こんなになってるとは思わなかったな、とばつが悪そうにがしがしと頭をかいた。そして離れた所に立っているクライツ達に気付く。
——しまった。忘れてた。
「本当にもう、とんだ大迷惑だよ。ここしばらく来てないと思って安心してたのに。現れた途端こんな大惨事! ああ、もう本当に鬱陶しい!」
イライラと足を踏みならす第五盟主に、ゼノも第三盟主も知らぬ顔だ。ゼノはとりあえず剣を背中のホルダーに仕舞った。

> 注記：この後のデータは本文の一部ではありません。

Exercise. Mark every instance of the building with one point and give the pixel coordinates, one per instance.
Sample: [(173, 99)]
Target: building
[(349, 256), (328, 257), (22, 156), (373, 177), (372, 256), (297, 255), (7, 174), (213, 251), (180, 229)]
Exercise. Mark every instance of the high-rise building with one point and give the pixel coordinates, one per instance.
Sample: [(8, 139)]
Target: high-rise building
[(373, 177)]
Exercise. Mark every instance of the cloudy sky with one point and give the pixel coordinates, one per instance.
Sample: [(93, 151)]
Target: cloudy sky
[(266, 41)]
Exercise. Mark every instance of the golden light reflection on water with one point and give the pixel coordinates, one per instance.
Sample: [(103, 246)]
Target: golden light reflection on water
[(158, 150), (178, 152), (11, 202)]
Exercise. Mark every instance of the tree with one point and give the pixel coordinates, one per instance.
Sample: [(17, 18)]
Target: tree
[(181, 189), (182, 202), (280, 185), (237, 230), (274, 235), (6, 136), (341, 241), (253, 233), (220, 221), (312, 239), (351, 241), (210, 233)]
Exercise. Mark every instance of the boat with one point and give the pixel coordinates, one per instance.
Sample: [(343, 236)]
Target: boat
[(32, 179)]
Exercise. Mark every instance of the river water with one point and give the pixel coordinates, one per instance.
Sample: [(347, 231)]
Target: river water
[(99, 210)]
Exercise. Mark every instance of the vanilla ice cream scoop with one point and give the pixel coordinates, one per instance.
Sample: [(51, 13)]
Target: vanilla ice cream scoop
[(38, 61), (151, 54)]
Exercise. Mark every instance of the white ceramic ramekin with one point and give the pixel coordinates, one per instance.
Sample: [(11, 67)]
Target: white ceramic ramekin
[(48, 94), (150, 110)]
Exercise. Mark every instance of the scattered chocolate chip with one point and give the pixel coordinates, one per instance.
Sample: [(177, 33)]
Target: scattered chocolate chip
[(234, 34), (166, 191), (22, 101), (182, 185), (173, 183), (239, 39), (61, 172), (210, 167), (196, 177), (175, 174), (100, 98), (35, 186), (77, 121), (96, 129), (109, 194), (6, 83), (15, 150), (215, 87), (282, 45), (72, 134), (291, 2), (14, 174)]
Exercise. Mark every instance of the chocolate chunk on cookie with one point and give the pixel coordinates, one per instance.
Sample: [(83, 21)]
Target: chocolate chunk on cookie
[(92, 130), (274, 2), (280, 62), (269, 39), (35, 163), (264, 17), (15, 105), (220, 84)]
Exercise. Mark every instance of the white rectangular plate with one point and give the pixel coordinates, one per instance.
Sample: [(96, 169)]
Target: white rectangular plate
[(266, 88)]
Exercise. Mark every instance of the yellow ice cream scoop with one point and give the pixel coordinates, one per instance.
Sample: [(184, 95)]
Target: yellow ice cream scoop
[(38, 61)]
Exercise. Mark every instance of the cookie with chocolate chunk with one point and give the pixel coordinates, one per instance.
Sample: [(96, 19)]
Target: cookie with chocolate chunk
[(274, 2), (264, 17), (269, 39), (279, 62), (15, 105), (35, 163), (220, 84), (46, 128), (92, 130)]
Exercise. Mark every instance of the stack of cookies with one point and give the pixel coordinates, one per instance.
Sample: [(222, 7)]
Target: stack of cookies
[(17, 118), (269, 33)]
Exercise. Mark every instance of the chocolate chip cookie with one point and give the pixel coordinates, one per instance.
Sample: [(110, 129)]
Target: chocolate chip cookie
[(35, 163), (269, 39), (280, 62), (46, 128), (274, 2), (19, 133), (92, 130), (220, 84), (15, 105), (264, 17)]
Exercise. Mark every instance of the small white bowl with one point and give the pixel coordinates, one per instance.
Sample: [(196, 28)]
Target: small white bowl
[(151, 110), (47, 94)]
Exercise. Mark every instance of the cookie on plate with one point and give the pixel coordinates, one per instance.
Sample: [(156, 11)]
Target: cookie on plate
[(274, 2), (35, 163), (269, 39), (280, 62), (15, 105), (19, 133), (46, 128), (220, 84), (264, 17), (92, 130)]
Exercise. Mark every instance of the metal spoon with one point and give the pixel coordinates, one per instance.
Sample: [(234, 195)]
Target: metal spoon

「おまけにあんな所に気に食わない梟はいるし!ああもう本当に目障りだ!お前達みんなこの森からさっさと出て行けよ!」
「相変わらず癇癪の強えガキだな」
ぼそりと呟いたゼノの言葉に、第五盟主が眦を釣り上げた。
「お前は自分がやらかした事を少しは謝れーーーーーっ!」
その態度にキレた第五盟主が大声で怒鳴りながらゼノを指差した。
——だが何も起こらない。
「ぐっ! クソ! こっちの魔術は効かないんだったな!! ああもう、さっさとここから立ち去れ!」
「へーへー。第二の襲撃はこっちだって迷惑だっつーの」
まあ、色々忘れて楽しんじまったところもあるが、ということはおくびにも出さない。
ゼノは第五盟主に背を向けてクライツ達の元までやってきた。
「色々予定が狂っちまったが、場所はどうだ?」
「ブールデアスならあっちの方向だよ」
クライツではなく第三盟主が答えながら指差す。それをちらりと見て、ゼノはクライツに向き直った。
クライツは苦笑しながら、地図を取り出しデルと共に方向を確認し頷き返す。
「僕が嘘を教えるわけないだろう?」
少し不満そうに口を尖らせながら抗議する第三盟主に、ゼノは肩をすくめた。
「お前に頼らねえために確認してんだよ」
「ごちゃごちゃやってないでさっさと行け!!」
第五盟主が痺れを切らしたように背後で叫ぶのに手を振って答える。
「また来るわ」
「もう二度とくるな!!」
かなり長生きな筈なのに、本当にガキみてえなやつだよなと内心で呆れながら歩き出した。